We’re launching a new Plivo management console with advanced user management features such as multiuser login, single sign-on, role-based access control, and user activity logs.
For improved security, we’re enabling two-factor authentication on the Plivo console for all of our customers by default.
Encrypted storage for recordings and transcripts
Recordings and transcripts of your voice calls may hold sensitive information pertaining to end users. Plivo hosts your voice recordings and transcripts on Amazon S3. All recordings are encrypted at rest and securely stored in AWS S3 buckets.
Revised MDR and CDR archival processes
MDR ad CDR information in transactional databases is required for billing and accounting purposes by us and our customers. We feel that the utility of this data in our transactional databases is lost after 90 days, so Plivo will maintain MDRs and CDRs in its transactional databases for a period of 90 days only.
Redacted MDRs and CDRs will be archived for longer time periods in our data warehouse. The last three digits of the source and destination numbers will be masked in the CDRs and MDRs maintained in our data warehouse.

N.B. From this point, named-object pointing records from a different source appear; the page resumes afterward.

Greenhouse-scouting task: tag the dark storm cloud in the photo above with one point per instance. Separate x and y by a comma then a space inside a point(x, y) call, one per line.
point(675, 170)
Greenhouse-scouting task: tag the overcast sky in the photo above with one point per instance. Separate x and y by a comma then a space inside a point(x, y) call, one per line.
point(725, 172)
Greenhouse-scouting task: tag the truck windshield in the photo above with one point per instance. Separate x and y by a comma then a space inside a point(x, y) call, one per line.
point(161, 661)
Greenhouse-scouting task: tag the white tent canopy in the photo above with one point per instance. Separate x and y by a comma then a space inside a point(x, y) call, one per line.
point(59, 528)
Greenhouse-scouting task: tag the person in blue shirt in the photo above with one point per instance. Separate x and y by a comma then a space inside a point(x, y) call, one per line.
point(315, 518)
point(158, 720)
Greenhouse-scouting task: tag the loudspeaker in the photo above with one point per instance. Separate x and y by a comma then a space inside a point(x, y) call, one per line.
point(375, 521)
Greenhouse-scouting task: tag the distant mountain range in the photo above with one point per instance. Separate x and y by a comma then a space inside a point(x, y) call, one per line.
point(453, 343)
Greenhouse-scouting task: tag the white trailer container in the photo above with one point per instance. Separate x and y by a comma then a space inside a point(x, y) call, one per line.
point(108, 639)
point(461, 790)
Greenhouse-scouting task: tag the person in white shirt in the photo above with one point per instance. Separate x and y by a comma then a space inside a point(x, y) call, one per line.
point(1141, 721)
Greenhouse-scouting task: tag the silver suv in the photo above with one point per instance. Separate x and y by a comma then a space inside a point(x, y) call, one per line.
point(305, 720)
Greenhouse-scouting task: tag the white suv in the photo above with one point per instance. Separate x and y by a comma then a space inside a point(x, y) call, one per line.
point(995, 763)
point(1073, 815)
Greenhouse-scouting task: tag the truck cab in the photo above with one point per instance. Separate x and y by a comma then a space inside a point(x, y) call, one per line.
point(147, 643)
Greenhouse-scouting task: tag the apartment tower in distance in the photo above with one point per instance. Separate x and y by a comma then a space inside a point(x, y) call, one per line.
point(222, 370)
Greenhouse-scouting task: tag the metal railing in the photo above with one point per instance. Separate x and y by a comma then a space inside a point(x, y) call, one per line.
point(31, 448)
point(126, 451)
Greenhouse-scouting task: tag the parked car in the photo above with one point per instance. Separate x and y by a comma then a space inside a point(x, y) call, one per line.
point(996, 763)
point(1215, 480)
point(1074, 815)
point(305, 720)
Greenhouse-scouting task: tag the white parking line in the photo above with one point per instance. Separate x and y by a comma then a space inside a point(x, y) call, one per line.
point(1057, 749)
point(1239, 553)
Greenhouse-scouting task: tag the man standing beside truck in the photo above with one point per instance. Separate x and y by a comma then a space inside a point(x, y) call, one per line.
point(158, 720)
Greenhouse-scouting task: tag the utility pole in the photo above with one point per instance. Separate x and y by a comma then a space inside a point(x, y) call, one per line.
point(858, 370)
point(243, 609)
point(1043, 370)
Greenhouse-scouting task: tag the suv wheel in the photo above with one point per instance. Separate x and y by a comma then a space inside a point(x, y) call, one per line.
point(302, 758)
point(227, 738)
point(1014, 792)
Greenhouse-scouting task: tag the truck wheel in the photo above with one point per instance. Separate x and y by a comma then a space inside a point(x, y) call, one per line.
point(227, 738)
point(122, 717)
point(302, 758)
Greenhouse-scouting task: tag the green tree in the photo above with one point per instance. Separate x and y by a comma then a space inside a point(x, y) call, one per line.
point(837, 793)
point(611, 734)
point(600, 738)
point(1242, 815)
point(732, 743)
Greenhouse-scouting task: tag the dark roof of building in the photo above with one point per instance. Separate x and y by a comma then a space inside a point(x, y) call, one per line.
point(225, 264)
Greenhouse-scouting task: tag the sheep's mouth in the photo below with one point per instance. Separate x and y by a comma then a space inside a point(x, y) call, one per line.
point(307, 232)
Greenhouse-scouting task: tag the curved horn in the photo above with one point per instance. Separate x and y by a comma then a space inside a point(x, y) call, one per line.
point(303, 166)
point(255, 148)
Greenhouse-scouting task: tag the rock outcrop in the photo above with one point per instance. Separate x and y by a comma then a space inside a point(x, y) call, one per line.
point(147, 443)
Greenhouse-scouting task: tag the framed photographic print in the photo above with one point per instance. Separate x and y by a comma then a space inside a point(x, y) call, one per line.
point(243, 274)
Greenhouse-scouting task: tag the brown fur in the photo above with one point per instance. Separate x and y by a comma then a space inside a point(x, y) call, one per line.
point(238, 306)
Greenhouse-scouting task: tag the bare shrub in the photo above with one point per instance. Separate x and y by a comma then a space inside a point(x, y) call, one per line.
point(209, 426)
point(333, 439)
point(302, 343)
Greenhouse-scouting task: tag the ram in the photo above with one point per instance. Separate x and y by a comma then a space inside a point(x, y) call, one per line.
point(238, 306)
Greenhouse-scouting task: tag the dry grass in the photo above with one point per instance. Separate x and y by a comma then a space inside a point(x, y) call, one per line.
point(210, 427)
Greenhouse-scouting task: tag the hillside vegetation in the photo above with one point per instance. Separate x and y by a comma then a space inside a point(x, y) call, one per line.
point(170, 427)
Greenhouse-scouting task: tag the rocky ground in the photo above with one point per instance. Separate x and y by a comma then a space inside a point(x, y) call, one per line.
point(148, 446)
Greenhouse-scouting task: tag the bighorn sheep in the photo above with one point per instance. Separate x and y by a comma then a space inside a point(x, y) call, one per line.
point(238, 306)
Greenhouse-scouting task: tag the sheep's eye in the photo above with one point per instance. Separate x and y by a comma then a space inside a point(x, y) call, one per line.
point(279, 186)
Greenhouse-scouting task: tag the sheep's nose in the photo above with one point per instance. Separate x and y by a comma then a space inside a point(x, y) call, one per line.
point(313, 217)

We recommend that you extract MDRs and CDRs from the Plivo system within 90 days from generation if you intend to maintain this information at your end. Requests for MDRs and CDRs that are older than 90 days will involve a longer turnaround time and the data provided will be redacted.
Data security audits
All of our systems and processes are being audited for GDPR compliance. Our objective is to have all personal data in our systems secured and encrypted between our systems and at rest.
Revised account deletion policy
We’re reworking our internal and external processes to align with the GDPR requirements to make sure that if you decide to close your Plivo account, your data will be deleted from all of our systems, except where other laws (SOX compliance, legal requests, taxation and accounting) require us to keep it.
As per the new process
- Account closure requests from customers in good standing will be addressed within 15 business days.
- Personal data in third-party systems will be deleted.
- Usage data (CDRs, MDRs, debug logs) and billing history (invoices, transaction logs) will be maintained for a period of 90 days from account closure.
- All other identifiable data associated with the customer will either be deleted or redacted from our databases.
As your communications partner, we understand that our compliance with GDPR is critical for your business. We’re taking all of these steps to ensure your customer data stays safe, while also being mindful about keeping things simple for developers. We’ll continue to share updates about upcoming changes. If you have questions about our GDPR readiness roadmap, write to us at firstname.lastname@example.org.
Disclaimer: None of the content above is legal advice. Please seek legal counsel for specific recommendations related to GDPR compliance.